D’Youville College has announced that it is launching a new BuffaLearn series that will allow the community to take virtual classes on topics such as brewing, bees, and theatre. During this time of quarantine and social distancing, numerous organizations are turning to online classes to keep people’s minds sharp and their downtime occupied.
The BuffaLearn series is akin to the popular MasterClass, an immersive online experience where users can take online classes on a wide variety of subjects taught by industry leaders.
The initial BuffaLearn series kicks off on Friday, April 24 at 4:30pm on YouTube. The classes will detail the history and growth of the Buffalo brewing scene, beekeeping, and the anatomy of theatre productions, according to organizers.
Following is the breakdown of classes:
Ethan Andrew Cox, president and co-founder of Community Beer Works, explores the growth of Buffalo through his unique lens: brewing. From his early experiences with Molson Brador, experimenting with home brewing in college, founding and owning his own brewery, and then coauthoring a book on Buffalo’s brewing history, Ethan’s life has revolved around beer. And similarly, so too has the history of the Nickel City. This class is about more than hops and yeast – the story touches on patterns of immigration, prohibition, industrialization, the explosion of modern craft breweries, and the history of the city of Buffalo more generally.
Eight years ago, Mike Masterson, owner and operator of Masterson’s Garden Center in East Aurora, was inspired by the plight of the honeybee. These hard workers pollinate fruits and vegetables for us free of charge, but their colonies are disappearing at a rate of 40% per year. When Mike learned about this, he started beekeeping and soon his hobby turned into a profession. Mike and his daughter, Erin Masterson Holko, and son, Dan Masterson, began selling bee keeping supplies and offering workshops on backyard beekeeping at Masterson’s Garden Center. They invite you to join them to learn about honeybees from A-Z and maybe even take on beekeeping on your own.

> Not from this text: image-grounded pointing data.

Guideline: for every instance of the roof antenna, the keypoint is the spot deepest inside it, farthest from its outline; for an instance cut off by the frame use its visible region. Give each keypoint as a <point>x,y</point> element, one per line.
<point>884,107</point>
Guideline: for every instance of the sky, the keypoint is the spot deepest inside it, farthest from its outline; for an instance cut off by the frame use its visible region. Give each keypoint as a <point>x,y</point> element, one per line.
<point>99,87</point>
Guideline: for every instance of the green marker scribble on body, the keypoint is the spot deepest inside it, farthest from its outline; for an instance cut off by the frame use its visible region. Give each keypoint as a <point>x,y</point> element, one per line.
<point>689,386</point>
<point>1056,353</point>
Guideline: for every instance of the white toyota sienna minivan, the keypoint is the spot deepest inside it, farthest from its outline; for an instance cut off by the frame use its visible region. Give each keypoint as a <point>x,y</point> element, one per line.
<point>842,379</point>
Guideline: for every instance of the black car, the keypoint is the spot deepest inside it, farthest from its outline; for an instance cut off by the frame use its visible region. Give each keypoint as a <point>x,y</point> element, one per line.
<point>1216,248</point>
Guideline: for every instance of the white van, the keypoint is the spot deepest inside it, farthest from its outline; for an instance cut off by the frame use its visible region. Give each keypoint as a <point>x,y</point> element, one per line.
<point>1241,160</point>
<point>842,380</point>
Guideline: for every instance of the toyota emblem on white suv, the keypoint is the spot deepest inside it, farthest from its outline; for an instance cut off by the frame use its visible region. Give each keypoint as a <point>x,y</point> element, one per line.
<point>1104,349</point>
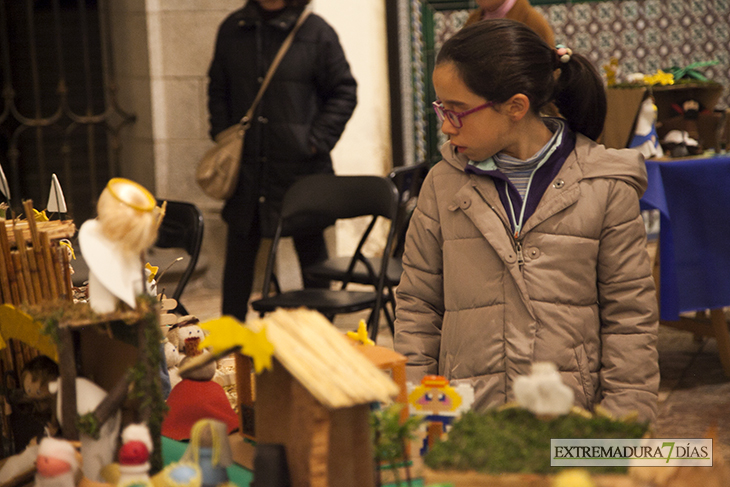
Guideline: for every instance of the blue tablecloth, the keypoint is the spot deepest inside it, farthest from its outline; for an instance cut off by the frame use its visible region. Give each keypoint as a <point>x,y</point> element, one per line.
<point>693,197</point>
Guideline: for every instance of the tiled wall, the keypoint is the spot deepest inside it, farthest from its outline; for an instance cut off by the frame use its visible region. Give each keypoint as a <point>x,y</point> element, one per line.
<point>645,35</point>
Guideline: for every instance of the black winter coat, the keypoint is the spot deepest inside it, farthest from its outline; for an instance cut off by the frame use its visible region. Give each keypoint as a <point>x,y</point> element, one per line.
<point>301,116</point>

All was not lost when the ongoing threat from COVID-19 shuttered the Kavinoky Theatre. Costumes were created, lights were focused, the stage was set, and several audience members were fortunate enough to see the 4-star production of Indecent.

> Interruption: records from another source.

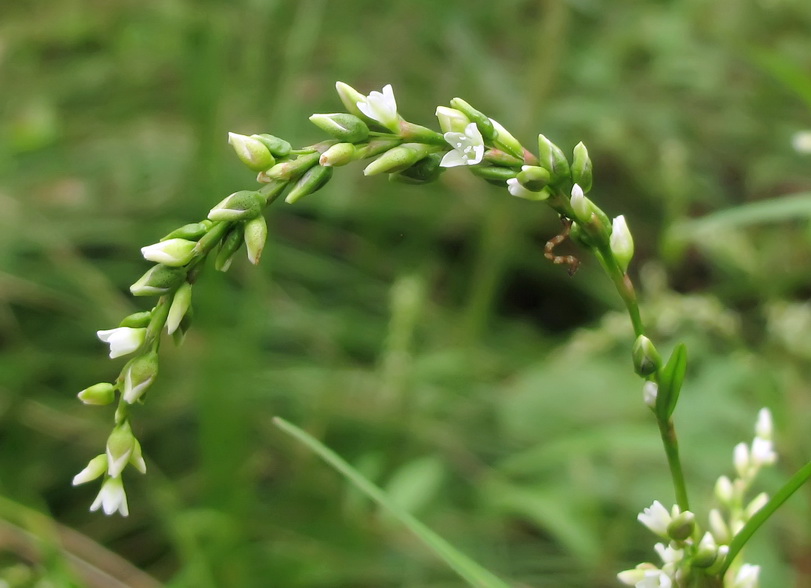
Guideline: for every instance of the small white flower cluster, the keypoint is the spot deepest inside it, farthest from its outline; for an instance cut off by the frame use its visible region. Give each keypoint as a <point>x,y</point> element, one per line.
<point>684,554</point>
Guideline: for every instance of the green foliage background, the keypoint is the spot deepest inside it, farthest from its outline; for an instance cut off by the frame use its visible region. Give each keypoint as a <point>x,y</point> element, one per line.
<point>419,332</point>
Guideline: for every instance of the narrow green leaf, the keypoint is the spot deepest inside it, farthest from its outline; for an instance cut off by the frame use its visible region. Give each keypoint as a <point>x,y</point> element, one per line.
<point>670,382</point>
<point>469,570</point>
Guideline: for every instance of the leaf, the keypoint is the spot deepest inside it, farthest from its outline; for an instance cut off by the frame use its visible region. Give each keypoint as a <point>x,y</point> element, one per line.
<point>469,570</point>
<point>671,379</point>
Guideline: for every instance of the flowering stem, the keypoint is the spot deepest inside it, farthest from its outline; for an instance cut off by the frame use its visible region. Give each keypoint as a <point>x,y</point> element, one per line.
<point>761,516</point>
<point>671,445</point>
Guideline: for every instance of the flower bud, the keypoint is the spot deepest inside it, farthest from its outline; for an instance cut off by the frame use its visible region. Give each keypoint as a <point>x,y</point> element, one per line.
<point>506,142</point>
<point>292,169</point>
<point>553,160</point>
<point>191,231</point>
<point>350,97</point>
<point>181,301</point>
<point>397,159</point>
<point>515,188</point>
<point>425,170</point>
<point>581,167</point>
<point>621,243</point>
<point>160,279</point>
<point>228,248</point>
<point>251,152</point>
<point>484,124</point>
<point>95,468</point>
<point>119,449</point>
<point>278,147</point>
<point>313,180</point>
<point>98,394</point>
<point>138,376</point>
<point>533,178</point>
<point>337,155</point>
<point>682,526</point>
<point>344,127</point>
<point>241,205</point>
<point>256,233</point>
<point>451,120</point>
<point>646,359</point>
<point>172,252</point>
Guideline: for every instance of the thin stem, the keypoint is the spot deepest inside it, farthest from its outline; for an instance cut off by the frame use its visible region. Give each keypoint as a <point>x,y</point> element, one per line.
<point>671,445</point>
<point>761,516</point>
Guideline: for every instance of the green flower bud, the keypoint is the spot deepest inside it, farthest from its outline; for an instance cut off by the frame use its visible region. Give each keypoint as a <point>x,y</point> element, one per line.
<point>581,167</point>
<point>181,301</point>
<point>506,142</point>
<point>256,233</point>
<point>278,147</point>
<point>494,173</point>
<point>350,97</point>
<point>94,469</point>
<point>160,279</point>
<point>251,152</point>
<point>533,178</point>
<point>398,159</point>
<point>138,376</point>
<point>192,231</point>
<point>682,526</point>
<point>344,127</point>
<point>647,360</point>
<point>337,155</point>
<point>228,248</point>
<point>622,243</point>
<point>425,170</point>
<point>313,180</point>
<point>553,160</point>
<point>292,169</point>
<point>98,394</point>
<point>241,205</point>
<point>484,124</point>
<point>136,320</point>
<point>172,252</point>
<point>451,120</point>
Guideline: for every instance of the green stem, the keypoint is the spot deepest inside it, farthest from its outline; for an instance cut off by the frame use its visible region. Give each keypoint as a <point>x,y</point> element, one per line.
<point>761,516</point>
<point>671,445</point>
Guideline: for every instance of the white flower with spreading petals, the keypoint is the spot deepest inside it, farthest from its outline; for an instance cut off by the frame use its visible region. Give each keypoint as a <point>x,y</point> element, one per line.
<point>111,498</point>
<point>468,147</point>
<point>381,107</point>
<point>122,340</point>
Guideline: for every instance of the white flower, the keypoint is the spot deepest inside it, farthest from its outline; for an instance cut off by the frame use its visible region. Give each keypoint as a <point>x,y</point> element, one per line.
<point>747,577</point>
<point>468,147</point>
<point>122,340</point>
<point>381,107</point>
<point>656,518</point>
<point>111,497</point>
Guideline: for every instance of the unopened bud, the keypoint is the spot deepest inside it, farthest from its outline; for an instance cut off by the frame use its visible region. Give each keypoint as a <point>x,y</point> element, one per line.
<point>98,394</point>
<point>533,178</point>
<point>337,155</point>
<point>646,359</point>
<point>251,152</point>
<point>256,233</point>
<point>581,167</point>
<point>313,180</point>
<point>344,127</point>
<point>241,205</point>
<point>181,302</point>
<point>160,279</point>
<point>622,243</point>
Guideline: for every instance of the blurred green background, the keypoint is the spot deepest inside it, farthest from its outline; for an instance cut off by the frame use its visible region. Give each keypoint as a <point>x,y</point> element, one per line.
<point>419,332</point>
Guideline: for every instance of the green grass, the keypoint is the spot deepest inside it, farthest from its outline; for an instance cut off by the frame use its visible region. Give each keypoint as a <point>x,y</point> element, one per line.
<point>400,326</point>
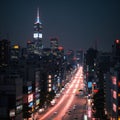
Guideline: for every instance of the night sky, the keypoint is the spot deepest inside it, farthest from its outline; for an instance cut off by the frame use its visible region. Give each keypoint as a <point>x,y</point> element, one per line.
<point>78,24</point>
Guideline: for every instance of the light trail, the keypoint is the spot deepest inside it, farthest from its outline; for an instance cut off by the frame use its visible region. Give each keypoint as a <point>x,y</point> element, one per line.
<point>74,84</point>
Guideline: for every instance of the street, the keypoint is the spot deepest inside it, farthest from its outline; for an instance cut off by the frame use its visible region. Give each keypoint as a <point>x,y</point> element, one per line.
<point>71,104</point>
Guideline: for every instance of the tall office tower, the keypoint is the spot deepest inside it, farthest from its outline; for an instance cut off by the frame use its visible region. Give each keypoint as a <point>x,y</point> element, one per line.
<point>54,43</point>
<point>4,52</point>
<point>79,56</point>
<point>37,35</point>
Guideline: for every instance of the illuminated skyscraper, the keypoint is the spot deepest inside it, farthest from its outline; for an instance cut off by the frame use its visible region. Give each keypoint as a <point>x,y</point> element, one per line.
<point>37,35</point>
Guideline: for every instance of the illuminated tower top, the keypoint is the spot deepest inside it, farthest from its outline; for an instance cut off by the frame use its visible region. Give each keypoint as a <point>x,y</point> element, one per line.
<point>37,35</point>
<point>38,17</point>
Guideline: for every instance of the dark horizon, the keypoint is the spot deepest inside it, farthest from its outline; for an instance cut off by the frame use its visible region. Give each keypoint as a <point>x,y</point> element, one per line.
<point>77,24</point>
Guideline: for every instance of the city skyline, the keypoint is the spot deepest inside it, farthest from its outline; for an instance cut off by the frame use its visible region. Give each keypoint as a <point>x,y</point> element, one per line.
<point>77,24</point>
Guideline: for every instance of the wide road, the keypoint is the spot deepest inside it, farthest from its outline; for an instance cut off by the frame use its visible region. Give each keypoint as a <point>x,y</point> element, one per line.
<point>69,102</point>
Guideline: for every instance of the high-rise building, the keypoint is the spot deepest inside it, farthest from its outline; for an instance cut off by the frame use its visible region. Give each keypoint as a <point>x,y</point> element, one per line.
<point>54,43</point>
<point>4,52</point>
<point>37,35</point>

BuffaLearn interviewed Loraine O’Donnell, executive artistic director of the Kavinoky Theatre, and the cast, crew, and designers on the set of the Tony Award winning play to find out exactly how a professional theatre production comes to stage and you can learn all about it.

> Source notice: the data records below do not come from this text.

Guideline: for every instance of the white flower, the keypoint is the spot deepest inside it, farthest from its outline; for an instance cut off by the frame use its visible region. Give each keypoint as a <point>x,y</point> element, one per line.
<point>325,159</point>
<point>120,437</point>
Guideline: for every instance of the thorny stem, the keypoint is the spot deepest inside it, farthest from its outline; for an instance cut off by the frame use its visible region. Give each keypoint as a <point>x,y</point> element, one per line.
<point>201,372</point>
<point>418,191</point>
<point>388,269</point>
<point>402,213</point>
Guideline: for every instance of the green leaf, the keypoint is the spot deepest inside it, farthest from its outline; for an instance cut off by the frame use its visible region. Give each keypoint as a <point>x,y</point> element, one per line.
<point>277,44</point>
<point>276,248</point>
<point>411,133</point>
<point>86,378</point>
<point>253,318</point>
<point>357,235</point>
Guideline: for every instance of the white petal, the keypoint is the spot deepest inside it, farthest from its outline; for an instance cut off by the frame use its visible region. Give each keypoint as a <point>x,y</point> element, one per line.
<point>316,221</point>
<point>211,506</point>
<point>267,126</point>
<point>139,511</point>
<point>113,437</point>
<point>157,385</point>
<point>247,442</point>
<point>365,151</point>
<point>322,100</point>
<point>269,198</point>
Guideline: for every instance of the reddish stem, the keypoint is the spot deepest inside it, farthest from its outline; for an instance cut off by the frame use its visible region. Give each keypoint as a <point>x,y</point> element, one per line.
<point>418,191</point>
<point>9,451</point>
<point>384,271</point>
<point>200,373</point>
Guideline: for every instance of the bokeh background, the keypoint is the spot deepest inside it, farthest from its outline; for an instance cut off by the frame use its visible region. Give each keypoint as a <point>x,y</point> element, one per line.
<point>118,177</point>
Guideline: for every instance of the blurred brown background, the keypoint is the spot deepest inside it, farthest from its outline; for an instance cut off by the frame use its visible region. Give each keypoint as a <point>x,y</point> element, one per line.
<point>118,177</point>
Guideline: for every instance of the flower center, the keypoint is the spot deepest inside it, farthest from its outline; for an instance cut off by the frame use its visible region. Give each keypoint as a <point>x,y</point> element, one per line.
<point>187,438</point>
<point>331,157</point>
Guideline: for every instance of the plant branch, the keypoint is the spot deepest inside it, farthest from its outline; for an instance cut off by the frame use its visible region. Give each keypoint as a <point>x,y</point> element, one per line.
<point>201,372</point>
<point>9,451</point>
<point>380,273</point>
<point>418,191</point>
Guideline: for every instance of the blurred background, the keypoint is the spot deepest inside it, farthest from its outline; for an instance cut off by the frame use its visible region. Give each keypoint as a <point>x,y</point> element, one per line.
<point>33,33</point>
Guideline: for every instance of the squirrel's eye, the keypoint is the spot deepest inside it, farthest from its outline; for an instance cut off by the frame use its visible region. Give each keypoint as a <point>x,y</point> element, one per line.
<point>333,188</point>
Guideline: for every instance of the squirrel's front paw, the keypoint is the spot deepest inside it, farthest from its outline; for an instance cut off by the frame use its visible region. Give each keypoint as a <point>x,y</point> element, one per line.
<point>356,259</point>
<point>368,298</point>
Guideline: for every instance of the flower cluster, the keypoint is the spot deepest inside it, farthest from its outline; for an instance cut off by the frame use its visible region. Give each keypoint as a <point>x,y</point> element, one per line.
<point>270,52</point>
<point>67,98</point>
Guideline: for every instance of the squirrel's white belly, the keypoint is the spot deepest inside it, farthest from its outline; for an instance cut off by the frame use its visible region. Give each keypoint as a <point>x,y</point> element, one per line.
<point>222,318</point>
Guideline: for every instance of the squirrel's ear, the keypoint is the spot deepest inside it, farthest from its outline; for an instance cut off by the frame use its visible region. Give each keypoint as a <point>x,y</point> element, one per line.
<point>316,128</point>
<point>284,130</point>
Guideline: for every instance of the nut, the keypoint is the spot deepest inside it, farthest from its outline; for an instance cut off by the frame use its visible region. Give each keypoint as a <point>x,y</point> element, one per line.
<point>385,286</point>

Individuals interested in learning more about the BuffaLearn series or to register for upcoming classes should visit buffalearn.com. The premier class is free, with users then paying either $24.99 to buy each course or $6.99 to rent a course. D’Youville would also like community input on what topics should be covered in future classes and invites community members to share their ideas on social media using the hashtag #Buffalearn.